# transporting sheep (in a van)



## watchdogps (Jun 24, 2011)

So, I might end up with three babydolls if I can figure a way to fit them in the van! I am taking a trip from OH to FL in Dec, and was planning to bring them home with me. I was taking two and was planning to put them in two vari kennels. I am pretty sure three vari kennels wont fit in the van, and even if they do, I have an Anatolian with me that won't fit with three vari kennels. 
how much room would they need to all ride together? I may be able to find something or have my husband build a pen for the ride. I cant just set up panels, because i will need something on the van floor. Pretty sure my friend who is letting me borrow it doesnt want sheep potty all over her floor..


----------



## elevan (Jun 24, 2011)

I brought 2 calves home in the backseat of a Honda Accord, so I'm sure you can get 3 sheep in a van!


----------



## theawesomefowl (Jun 24, 2011)

You should be able to. I brought my two lambs home in our minivan in a large dog crate.


----------



## watchdogps (Jun 24, 2011)

I'm looking for suggestions on what to PUT them in. Three southdown babydolls, 8 yr old ewe and two 2 yr old rams. all raised together so they get along. I cant have them loose in the van.


----------



## elevan (Jun 24, 2011)

watchdogps said:
			
		

> I'm looking for suggestions on what to PUT them in. Three southdown babydolls, 8 yr old ewe and two 2 yr old rams. all raised together so they get along. I cant have them loose in the van.

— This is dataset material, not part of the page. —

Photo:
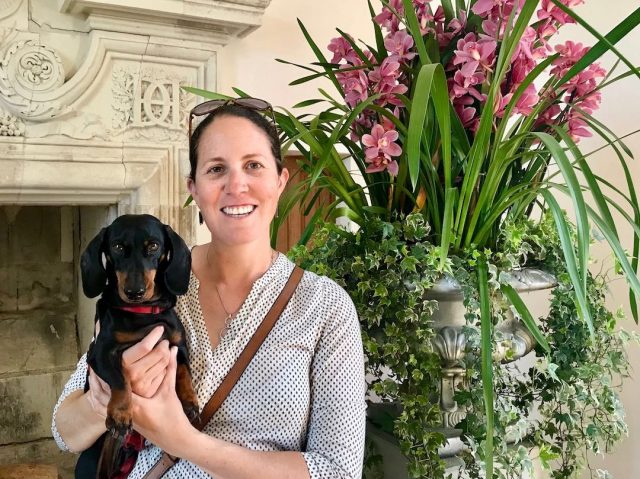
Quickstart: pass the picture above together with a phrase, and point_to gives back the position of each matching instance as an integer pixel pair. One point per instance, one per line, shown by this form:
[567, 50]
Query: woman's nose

Why not put a cargo net up to contain them in the back.  Put down a tarp...cover with a little straw and you should be good to go


----------



## watchdogps (Jun 24, 2011)

Really? 
The dog is an Anatolian who adores animals, so he'd be more than happy to ride right along with them, too...


----------



## elevan (Jun 24, 2011)

watchdogps said:
			
		

> Really?
> The dog is an Anatolian who adores animals, so he'd be more than happy to ride right along with them, too...


If they've been around an LGD they should be fine around the dog...but if not that could pose a problem...  :/

But I've hauled goats in a van with a tarp and straw down so I know that works.  And a cargo net would work great to keep sheep contained to where you want them.


----------



## watchdogps (Jun 25, 2011)

They are coming from another Anatolian breeder so they are very used to them. That's part of why I am getting them from her - easier adjustment. A lot of people seem to forget that you have to get the stock used to dogs as well.


----------



## nsanywhere (Jun 25, 2011)

I've put down a tarp and layer of hay/straw in my CR-V to transport a bunch of animals. 

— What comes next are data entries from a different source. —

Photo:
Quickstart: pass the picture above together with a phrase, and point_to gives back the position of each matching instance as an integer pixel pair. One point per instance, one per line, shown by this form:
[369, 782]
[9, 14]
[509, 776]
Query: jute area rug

The trick is making sure they don't paw up the tarp.

My first trip was a mess b/c they pulled it up and poop etc got all over the back.

After that, I found putting down a thick layer of hay hides the tarp so they don't pull at it. I also tucked it under seats and even duct tapped it down in some places.

Good luck!


----------



## aggieterpkatie (Jun 25, 2011)

What kind of van? Cargo van?  Minivan?  I like to put down a cheap moving blanket first (you can get them for a few dollars at Harbor Freight or stores like that. Then put down a tarp and duct tape it in place. Then put straw over the tarp.  You can use straw bales and make a "wall" to contain them in the back.  Easy peasy.


----------



## watchdogps (Jun 25, 2011)

Dodge Caravan, 91, I think


----------



## rockdoveranch (Jun 26, 2011)

elevan said:
			
		

> I brought 2 calves home in the backseat of a Honda Accord, so I'm sure you can get 3 sheep in a van!


Loving it!

As for transporting we use wire dog crates.  You might want to ask the people you are getting your sheep from how many crates you need and now many sheep will travel well in each crate.


----------



## elevan (Jun 26, 2011)

rockdoveranch said:
			
		

> elevan said:
> 
> 
> 
> ...


I've got a picture posted in my farm journal (link is in my signature below)


----------



## rockdoveranch (Jun 26, 2011)

elevan said:
			
		

> rockdoveranch said:
> 
> 
> 
> ...


VERY cute picture!  

I am sorry for all the losses you had to go through.  Life can be so very difficult.


----------



## elevan (Jun 26, 2011)

rockdoveranch said:
			
		

> elevan said:
> 
> 
> 
> ...


Thank you


----------